The missing could be dead, trafficked, or even shipped off to other sectors, but we don’t know. I’m not going to die because I was gullible like Dad. With a glance over my shoulder, I head into the large kitchen area to raid the fridge. Nothing here will be very good, even if it’s mostly fresh. These homes are funded by the increasingly stingy government and they think we’re lesserbeings. What gets sent to places like this is no better than what the schools serve.

I open the industrial-sized door, squinting at the various containers suspiciously. There’s one with meat and when I crack it, it smells like it’s still good. Searching quickly, I grab some okay-looking tomatoes and lettuce, then the watery condiments we have to scrape to extend.
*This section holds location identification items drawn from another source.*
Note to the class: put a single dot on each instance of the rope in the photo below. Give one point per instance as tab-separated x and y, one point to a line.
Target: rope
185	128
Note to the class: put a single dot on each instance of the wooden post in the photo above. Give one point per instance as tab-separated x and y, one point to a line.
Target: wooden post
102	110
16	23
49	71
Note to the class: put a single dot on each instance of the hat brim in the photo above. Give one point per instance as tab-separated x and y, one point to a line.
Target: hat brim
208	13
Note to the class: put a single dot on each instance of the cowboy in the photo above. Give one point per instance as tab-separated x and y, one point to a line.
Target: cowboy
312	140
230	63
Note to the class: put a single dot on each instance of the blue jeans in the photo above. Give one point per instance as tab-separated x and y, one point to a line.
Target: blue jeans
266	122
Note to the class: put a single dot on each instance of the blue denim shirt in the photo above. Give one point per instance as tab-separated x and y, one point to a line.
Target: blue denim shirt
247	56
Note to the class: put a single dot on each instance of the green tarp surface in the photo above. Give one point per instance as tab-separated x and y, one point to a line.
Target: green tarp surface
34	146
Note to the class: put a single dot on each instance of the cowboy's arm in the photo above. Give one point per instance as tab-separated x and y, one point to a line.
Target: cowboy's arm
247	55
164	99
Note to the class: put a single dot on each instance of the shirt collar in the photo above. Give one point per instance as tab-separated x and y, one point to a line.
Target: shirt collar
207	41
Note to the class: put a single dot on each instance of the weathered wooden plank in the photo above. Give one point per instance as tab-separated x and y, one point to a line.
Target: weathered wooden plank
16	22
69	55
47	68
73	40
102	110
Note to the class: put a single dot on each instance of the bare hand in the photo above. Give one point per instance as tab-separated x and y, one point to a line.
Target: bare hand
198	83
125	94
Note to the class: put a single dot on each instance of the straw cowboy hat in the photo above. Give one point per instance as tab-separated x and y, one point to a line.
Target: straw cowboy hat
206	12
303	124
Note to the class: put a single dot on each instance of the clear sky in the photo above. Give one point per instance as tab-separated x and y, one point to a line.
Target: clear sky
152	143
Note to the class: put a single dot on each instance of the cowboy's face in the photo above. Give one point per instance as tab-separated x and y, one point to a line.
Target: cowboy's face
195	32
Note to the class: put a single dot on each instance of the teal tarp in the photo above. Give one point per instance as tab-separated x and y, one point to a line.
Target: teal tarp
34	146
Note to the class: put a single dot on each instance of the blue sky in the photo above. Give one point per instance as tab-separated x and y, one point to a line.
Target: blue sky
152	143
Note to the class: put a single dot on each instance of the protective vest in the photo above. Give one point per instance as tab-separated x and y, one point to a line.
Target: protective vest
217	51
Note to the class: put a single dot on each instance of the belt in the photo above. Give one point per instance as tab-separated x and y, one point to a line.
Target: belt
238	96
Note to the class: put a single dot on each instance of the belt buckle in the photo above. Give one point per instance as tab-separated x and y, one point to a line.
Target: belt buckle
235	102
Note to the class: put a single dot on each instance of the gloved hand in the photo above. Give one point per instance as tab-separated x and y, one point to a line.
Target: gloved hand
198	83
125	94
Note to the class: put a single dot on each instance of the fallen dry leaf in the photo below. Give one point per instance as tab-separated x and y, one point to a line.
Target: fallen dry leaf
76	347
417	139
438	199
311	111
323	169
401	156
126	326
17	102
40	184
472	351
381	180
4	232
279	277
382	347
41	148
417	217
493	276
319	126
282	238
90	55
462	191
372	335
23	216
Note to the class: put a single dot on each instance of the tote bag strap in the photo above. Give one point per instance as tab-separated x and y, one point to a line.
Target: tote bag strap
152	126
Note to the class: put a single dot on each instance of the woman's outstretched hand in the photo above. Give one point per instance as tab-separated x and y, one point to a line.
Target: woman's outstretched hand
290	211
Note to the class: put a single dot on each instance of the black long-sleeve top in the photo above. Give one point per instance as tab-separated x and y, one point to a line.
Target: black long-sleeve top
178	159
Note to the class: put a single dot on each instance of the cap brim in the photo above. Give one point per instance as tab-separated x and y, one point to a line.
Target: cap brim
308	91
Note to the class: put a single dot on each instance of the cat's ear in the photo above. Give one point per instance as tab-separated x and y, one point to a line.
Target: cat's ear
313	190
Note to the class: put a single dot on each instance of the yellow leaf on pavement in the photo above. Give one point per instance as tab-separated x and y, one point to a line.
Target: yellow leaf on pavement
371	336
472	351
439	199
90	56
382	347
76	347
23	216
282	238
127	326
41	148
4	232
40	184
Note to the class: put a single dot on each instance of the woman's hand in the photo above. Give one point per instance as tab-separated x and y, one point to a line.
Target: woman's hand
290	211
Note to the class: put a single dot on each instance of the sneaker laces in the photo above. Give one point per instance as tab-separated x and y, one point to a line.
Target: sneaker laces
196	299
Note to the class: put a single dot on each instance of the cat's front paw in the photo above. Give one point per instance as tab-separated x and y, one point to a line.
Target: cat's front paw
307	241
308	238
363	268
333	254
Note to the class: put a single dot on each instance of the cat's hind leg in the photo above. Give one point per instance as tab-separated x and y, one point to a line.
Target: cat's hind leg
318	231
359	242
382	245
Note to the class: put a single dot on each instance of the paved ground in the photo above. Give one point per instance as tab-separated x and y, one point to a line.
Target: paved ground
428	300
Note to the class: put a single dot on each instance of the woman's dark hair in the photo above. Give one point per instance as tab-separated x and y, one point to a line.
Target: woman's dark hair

As long as the bread isn’t moldy, I’ll have a decent sandwich.

“What are you doing, weirdo?”

My spine stiffens as I hear the high-pitched voice of a hybrid wolf shifter girl from the floor below mine. I have no idea what her name is, but she arrived about three weeks ago. Word was they’d caught her living amongst the humans with some exotic collector pervert. The pack here hasn’t taken her in yet, so she was shoved into our home.

Remember, I said I don’t talk to people, not that I don’t listen.

“Making a sandwich. I got home late.” I turn away, heading for the counter to find the bread. That was more than I owed a stranger anyway, so I consider the conversation over.

She huffs, making a sound that makes my fists clench at my sides as I peek into the cabinets. “Why were you late? We got out early. Sounds like you were up to no good.”

I close my eyes, winging an irritated prayer into the aether that she leaves me alone soon. “You aren’t my keeper. Walk away.”